Les prés qui contiennent en abondance des plantes qui maximisent l'apport énergétique instantané sont davantage fréquentés par le bison.
Photo: Karine Dancose Les objectifs alimentaires du bison des plaines permettent de prédire comment il utilisera un nouvel habitat, démontrent des chercheurs du Département de
biologie.
Il en va de l'animal comme du consommateur: la connaissance intime de ses motivations peut servir à prédire son comportement dans un nouvel environnement. C'est la
leçon qui semble se dégager d'une étude publiée par une équipe de biologistes dans un récent numéro de la revue
scientifique Ecology. Jean-Sébastien Babin, Daniel Fortin et Marie-Ève Fortin, du Département de biologie et du Centre d'étude de la
forêt, et leur collègue de Parcs Canada, John Wilmshurst, en ont fait la
démonstration en étudiant le cas du
bison des plaines.
Les chercheurs se sont intéressés à la sélection d'habitats par le bison dans le parc national de Prince Albert et dans le parc national des Prairies, où cette espèce a été réintroduite en 1969 et en 2005 respectivement. La végétation de ces deux parcs diffère à un tel
point qu'il aurait été impossible de prédire, à partir des préférences alimentaires exprimées par le bison dans le parc de Prince Albert, quelles zones du parc des Prairies allaient être utilisées par ce grand
mammifère.
Pour tenter de comprendre pourquoi certains secteurs de chaque parc étaient prisés par les bisons au moment des repas, les chercheurs ont observé leurs comportements sur le terrain, ils ont suivi leurs déplacements à l'aide de colliers émetteurs et ils ont effectué des inventaires de végétation dans les zones d'alimentation. Les données recueillies dans le parc de Prince Albert leur ont permis de déduire que les bisons choisissaient des plantes qui leur procuraient le plus grand apport énergétique instantané, plutôt que le plus grand apport énergétique quotidien. Les prés qui contiennent en abondance des plantes qui maximisent l'apport énergétique instantané sont davantage fréquentés par le bison. La chose est également vraie à l'intérieur même d'un pré; les bisons se retrouvent surtout dans les secteurs où abondent les plantes qui maximisent la prise énergétique instantanée.

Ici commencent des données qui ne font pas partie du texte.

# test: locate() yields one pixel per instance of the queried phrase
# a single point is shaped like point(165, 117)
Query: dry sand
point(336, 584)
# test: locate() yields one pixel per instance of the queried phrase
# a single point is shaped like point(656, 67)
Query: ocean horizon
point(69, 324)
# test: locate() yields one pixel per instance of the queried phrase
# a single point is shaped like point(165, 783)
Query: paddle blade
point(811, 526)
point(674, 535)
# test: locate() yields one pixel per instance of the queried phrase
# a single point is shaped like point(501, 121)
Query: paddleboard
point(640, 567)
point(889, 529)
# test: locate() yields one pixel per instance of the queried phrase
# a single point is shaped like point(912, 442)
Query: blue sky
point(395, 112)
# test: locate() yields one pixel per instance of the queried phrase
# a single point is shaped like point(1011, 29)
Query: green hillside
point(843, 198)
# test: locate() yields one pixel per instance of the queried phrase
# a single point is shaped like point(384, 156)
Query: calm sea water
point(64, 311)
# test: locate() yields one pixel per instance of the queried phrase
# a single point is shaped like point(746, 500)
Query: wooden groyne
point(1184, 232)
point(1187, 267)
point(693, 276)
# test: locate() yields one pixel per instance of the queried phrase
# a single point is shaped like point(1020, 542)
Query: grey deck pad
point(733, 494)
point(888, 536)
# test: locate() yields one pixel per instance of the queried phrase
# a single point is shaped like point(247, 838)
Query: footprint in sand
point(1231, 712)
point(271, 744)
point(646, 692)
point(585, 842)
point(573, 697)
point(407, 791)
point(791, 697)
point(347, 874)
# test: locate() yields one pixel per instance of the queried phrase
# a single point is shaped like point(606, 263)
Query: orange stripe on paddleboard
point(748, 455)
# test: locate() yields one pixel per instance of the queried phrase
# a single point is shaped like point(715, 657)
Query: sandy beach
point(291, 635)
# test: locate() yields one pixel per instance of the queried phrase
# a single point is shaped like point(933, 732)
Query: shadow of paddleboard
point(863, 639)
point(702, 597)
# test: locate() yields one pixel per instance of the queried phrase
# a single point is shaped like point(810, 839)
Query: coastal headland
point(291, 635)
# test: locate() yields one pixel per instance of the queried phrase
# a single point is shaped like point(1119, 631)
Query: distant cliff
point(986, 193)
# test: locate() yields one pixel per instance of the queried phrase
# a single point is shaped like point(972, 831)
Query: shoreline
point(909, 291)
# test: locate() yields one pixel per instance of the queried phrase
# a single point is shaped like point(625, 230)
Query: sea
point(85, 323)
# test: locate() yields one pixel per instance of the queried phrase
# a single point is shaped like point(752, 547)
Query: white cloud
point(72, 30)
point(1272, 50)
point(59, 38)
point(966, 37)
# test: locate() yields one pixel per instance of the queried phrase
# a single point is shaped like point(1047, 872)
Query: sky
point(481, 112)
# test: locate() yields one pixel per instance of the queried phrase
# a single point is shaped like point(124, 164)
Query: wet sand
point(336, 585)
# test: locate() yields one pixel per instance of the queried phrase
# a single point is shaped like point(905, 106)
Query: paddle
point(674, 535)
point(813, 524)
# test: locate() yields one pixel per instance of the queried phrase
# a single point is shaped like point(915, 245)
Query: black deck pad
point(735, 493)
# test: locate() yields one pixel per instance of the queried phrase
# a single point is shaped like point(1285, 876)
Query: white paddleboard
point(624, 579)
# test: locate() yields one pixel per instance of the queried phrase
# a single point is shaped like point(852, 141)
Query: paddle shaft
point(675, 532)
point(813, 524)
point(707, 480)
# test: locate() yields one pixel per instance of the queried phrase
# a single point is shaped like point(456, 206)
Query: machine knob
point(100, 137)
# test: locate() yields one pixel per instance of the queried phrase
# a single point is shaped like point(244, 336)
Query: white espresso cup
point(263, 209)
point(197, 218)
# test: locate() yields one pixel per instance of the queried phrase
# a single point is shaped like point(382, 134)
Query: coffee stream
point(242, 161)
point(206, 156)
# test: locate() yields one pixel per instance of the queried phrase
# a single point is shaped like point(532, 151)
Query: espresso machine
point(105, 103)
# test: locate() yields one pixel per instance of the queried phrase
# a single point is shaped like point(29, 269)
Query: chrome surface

À l'aide des inventaires végétaux effectués dans le parc des Prairies et d'analyses du contenu énergétique des plantes qu'ils y ont trouvées, les chercheurs ont produit un modèle prédisant ce que devrait être la répartition du bison sur ce territoire. Résultat? La répartition spatiale du bison y épouse là aussi la répartition des plantes leur assurant le plus grand apport énergétique instantané.

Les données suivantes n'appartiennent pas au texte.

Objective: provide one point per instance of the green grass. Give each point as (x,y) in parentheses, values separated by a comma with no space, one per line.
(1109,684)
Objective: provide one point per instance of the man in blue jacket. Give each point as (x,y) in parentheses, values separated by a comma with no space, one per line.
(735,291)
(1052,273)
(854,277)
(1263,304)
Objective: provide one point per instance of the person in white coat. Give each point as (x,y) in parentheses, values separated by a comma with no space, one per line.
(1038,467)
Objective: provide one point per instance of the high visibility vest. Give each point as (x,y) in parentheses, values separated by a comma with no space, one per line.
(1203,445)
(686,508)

Cette stratégie alimentaire, qui se fait au détriment d'un plus grand gain quotidien, peut sembler sous-optimale, mais elle traduit peut-être un compromis avec d'autres nécessités de la vie d'un bison, avancent les chercheurs. "En optant pour le gain instantané, les bisons peuvent consacrer plus de temps à d'autres activités comme se mettre à l'abri des prédateurs, des
insectes piqueurs ou des éléments", fait valoir Daniel Fortin.

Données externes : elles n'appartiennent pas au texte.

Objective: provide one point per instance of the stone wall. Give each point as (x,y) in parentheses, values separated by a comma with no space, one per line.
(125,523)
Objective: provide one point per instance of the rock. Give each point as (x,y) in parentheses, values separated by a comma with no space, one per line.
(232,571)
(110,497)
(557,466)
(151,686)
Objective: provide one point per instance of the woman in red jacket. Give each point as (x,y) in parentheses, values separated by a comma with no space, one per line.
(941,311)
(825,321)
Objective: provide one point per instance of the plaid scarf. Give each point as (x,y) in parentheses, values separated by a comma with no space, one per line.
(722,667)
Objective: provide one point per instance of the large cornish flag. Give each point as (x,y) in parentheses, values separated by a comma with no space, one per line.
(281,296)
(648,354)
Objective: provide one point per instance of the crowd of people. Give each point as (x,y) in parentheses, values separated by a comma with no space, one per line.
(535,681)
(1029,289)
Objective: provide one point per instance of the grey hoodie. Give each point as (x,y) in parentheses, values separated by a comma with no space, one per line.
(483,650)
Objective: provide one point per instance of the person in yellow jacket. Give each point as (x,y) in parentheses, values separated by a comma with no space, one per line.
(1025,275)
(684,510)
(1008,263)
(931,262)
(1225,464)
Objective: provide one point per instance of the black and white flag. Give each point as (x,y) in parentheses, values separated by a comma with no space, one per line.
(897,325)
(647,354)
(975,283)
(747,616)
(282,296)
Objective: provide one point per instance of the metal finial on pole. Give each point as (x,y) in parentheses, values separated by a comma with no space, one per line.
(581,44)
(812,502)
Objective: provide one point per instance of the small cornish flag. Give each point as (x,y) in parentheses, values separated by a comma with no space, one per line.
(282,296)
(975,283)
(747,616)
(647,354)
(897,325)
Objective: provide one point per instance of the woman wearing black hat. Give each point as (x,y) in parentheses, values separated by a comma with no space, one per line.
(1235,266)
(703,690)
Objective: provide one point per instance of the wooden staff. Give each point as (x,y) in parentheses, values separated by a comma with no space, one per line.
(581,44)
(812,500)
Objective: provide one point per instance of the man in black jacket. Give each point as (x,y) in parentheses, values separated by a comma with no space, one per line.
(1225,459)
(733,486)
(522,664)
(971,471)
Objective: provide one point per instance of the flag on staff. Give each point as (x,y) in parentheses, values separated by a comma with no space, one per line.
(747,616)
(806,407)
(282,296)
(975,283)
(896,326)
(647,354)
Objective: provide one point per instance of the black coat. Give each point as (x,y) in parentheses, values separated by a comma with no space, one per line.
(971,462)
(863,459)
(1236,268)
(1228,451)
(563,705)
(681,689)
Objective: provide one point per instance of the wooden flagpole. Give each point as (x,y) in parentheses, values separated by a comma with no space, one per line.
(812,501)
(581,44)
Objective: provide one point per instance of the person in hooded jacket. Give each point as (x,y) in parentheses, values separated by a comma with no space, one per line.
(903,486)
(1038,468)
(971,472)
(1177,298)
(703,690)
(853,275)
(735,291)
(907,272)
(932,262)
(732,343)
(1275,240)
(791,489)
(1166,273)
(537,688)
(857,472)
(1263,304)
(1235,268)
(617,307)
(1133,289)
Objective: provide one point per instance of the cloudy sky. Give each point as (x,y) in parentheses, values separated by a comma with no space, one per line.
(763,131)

La connaissance des motivations alimentaires d'un animal peut s'avérer fort utile pour prédire son comportement dans un nouvel environnement ou dans un environnement en mutation. "Par exemple, notre modèle permet de prédire comment le bison utilisera un nouvel habitat dans lequel on pense le réintroduire, explique le chercheur. Il permet aussi d'établir comment la répartition du bison évoluera en réponse aux perturbations des communautés végétales qui seront entraînées par les changements climatiques. Cette stratégie est applicable aux autres espèces. Il suffit de déterminer les motivations qui guident chacune d'elles."